Modeling and Informatics , Merck & Co. Inc. , Kenilworth , New Jersey 07065 , United States.
J Chem Inf Model. 2019 Apr 22;59(4):1324-1337. doi: 10.1021/acs.jcim.8b00825. Epub 2019 Mar 4.
Most chemists would agree that the ability to interpret a quantitative structure-activity relationship (QSAR) model is as important as the ability of the model to make accurate predictions. One type of interpretation is coloration of atoms in molecules according to the contribution of each atom to the predicted activity, as in "heat maps". The ability to determine which parts of a molecule increase the activity in question and which decrease it should be useful to chemists who want to modify the molecule. For that type of application, we would hope the coloration to not be particularly sensitive to the details of model building. In this Article, we examine a number of aspects of coloration against 20 combinations of descriptors and QSAR methods. We demonstrate that atom-level coloration is much less robust to descriptor/method combinations than cross-validated predictions. Even in ideal cases where the contribution of individual atoms is known, we cannot always recover the important atoms for some descriptor/method combinations. Thus, model interpretation by atom coloration may not be as simple as it first appeared.

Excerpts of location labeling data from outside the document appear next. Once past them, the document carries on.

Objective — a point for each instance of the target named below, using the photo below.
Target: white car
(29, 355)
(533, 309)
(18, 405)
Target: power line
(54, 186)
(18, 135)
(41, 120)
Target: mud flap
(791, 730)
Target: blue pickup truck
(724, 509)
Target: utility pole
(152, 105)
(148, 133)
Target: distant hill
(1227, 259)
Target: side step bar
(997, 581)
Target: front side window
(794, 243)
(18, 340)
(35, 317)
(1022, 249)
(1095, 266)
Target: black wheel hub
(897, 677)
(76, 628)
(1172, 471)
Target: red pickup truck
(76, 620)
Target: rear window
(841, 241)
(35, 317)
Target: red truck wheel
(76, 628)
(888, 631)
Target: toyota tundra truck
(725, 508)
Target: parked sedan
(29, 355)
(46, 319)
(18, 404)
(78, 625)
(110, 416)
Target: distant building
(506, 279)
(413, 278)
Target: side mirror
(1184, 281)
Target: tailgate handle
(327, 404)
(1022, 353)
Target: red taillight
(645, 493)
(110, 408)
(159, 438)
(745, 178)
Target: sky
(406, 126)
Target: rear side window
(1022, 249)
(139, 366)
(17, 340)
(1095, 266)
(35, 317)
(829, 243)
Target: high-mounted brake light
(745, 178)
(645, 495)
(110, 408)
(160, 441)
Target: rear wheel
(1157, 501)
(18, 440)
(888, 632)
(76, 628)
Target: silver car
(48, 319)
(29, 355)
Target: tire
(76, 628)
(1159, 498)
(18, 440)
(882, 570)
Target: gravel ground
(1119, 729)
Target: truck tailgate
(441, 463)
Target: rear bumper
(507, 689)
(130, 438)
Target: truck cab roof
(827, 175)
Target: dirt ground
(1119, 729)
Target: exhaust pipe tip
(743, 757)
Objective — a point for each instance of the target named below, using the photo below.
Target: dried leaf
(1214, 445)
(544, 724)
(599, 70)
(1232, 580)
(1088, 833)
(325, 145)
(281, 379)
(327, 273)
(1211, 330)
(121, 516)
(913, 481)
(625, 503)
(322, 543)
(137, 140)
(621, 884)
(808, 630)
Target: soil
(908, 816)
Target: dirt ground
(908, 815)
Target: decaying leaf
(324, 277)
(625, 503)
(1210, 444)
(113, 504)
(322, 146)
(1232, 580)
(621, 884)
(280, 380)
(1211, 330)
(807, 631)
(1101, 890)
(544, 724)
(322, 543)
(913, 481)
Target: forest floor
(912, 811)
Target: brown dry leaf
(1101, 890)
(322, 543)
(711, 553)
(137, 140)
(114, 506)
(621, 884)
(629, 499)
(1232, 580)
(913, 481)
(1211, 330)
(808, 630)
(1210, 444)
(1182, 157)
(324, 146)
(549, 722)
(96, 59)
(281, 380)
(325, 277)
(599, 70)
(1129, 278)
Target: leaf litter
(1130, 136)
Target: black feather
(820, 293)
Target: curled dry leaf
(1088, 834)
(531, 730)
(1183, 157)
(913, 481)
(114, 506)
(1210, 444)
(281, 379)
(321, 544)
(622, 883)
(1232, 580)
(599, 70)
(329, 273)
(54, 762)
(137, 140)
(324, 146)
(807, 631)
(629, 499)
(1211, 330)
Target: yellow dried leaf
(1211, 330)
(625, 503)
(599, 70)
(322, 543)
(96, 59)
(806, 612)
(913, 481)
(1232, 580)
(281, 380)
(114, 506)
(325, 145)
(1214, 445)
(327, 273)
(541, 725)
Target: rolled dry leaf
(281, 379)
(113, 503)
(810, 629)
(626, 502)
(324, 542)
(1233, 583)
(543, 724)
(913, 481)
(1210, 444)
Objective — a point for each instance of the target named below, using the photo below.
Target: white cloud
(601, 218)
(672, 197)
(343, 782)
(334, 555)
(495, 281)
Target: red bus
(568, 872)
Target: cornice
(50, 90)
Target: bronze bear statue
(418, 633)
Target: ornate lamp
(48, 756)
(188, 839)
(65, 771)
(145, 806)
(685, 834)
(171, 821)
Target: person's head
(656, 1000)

大多数化学家都认为,解读定量构效关系(QSAR)模型的能力与模型进行准确预测的能力同样重要。一种解释方法是根据每个原子对预测活性的贡献对分子中的原子进行着色,就像“热图”一样。确定分子的哪些部分增加了活性,哪些部分降低了活性,对于希望修饰分子的化学家来说应该是有用的。对于那种类型的应用,我们希望着色对模型构建的细节不那么敏感。在本文中,我们针对 20 种描述符和 QSAR 方法组合,检查了着色的多个方面。我们证明,原子级别的着色对描述符/方法组合的稳健性远低于交叉验证预测。即使在个别原子贡献已知的理想情况下,对于某些描述符/方法组合,我们也不能总是恢复重要的原子。因此,通过原子着色进行模型解释可能并不像最初看起来那么简单。